I was looking at Oprah’s interview with Tina Turner the other day and began reminiscing about some of Tina’s songs that were the “it” songs back in the day. “What’s Love Got To Do With It.” “We Don’t Need Another Hero.” “Private Dancer.” She sang what? LOL!
No shade on Tina whatsoever. My favorite Tina song is “Simply The Best,” which she is. Followed closely by “Proud Mary.” 😆 I admire her and hope I look even one-quarter as good as she does in her early seventies when I get to her age. Note I didn’t say if, but when. 😉
And I’m certainly not singling her out because Lord knows folk are out there today singing waaaay crazier stuff. I won’t name names. There’s a Hall of Shame out there, except some of these folks have no shame.
But… some of those lyrics weren’t exactly sending positive messages worth emulating. If we took the view that love is nothing more than “a sweet old-fashioned notion” and “who needs a heart when a heart can be broken,” we’d certainly be a very callous tribe here on earth.

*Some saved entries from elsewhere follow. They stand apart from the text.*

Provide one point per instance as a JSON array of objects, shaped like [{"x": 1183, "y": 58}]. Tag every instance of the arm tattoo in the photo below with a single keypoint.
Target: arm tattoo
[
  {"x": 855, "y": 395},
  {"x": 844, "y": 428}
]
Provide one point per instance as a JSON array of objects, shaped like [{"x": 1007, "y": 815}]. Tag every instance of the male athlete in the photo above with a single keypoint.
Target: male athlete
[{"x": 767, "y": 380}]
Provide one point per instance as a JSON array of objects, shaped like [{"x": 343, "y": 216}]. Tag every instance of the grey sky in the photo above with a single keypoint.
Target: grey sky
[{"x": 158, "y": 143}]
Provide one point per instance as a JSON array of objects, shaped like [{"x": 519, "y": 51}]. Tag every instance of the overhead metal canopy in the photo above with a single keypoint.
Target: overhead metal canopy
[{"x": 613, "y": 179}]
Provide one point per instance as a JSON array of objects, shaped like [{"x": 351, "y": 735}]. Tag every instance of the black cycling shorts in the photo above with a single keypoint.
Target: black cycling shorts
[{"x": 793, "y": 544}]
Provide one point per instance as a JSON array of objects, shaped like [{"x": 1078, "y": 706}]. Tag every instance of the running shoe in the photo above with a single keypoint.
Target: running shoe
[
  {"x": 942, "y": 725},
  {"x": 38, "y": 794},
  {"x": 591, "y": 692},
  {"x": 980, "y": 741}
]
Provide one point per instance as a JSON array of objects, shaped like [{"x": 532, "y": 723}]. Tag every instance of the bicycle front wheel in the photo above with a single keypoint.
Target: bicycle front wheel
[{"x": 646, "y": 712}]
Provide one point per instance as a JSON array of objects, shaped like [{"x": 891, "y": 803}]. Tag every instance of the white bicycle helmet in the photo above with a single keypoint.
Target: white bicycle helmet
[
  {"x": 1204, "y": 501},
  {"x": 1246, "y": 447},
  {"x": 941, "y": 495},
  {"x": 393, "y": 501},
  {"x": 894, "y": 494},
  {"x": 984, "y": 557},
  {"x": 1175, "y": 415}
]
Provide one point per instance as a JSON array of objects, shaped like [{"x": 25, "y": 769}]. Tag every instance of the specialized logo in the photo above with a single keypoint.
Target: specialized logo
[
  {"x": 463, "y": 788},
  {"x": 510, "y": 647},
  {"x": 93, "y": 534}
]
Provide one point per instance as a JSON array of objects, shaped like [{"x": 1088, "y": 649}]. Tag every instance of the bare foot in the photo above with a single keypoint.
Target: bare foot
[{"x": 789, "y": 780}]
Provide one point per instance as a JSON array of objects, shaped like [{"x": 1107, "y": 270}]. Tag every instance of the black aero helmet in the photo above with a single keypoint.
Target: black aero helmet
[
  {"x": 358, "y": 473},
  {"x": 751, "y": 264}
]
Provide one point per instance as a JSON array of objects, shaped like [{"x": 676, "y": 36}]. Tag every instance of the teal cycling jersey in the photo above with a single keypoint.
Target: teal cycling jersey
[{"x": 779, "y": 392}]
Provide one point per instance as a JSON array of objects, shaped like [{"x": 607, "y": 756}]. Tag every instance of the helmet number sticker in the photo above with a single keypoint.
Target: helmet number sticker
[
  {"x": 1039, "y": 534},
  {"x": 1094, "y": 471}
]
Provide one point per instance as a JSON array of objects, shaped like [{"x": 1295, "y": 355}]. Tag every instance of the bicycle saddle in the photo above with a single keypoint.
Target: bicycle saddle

Back when I was in high school, my cousin and I were set to sing a duet at a concert. We had practiced and were all excited to participate. For some reason (insert mother’s sixth sense here), my mom and grandmother asked us to sing part of the song for them to hear, because they’re weren’t going to be at the concert. They nearly fell out when they heard the words! It was Odyssey’s “Weekend Lover.”
To be honest, my cuz and I had not given the lyrics too much thought. We just liked the song and knew we weren’t anybody’s weekend lover, so it didn’t matter what the words said.
Naive, I know. And of course my mom shut down our little singing gig. So much for our plans to shine onstage! But to be honest, in retrospect, I’m glad she did.
Many people approach songs much as my cousin and I did, and the way I did when Tina’s hits held sway back in the 1980s. We loved the voice, the music, and the beat. The lyrics were further down the list of “likes.”
Because my job forces me to listen closely to what is said, I’ve really begun to pay attention to what I listen to, whether it’s someone’s words or the lyrics of a song. I love a fairly wide cross-section of musical genres, but if people are singing tripe, I turn into Sweet Brown: ain’t nobody got time for that!
I do believe that by listening, we are changed. We may act like I did, back in the day, and focus on the music, but the lyrics and the music both seep into our soul. For better or for worse.
What’s in your earspace? Do you think what you listen to makes a difference in your perspectives and values? What , if anything, are you not willing to listen to lyrically?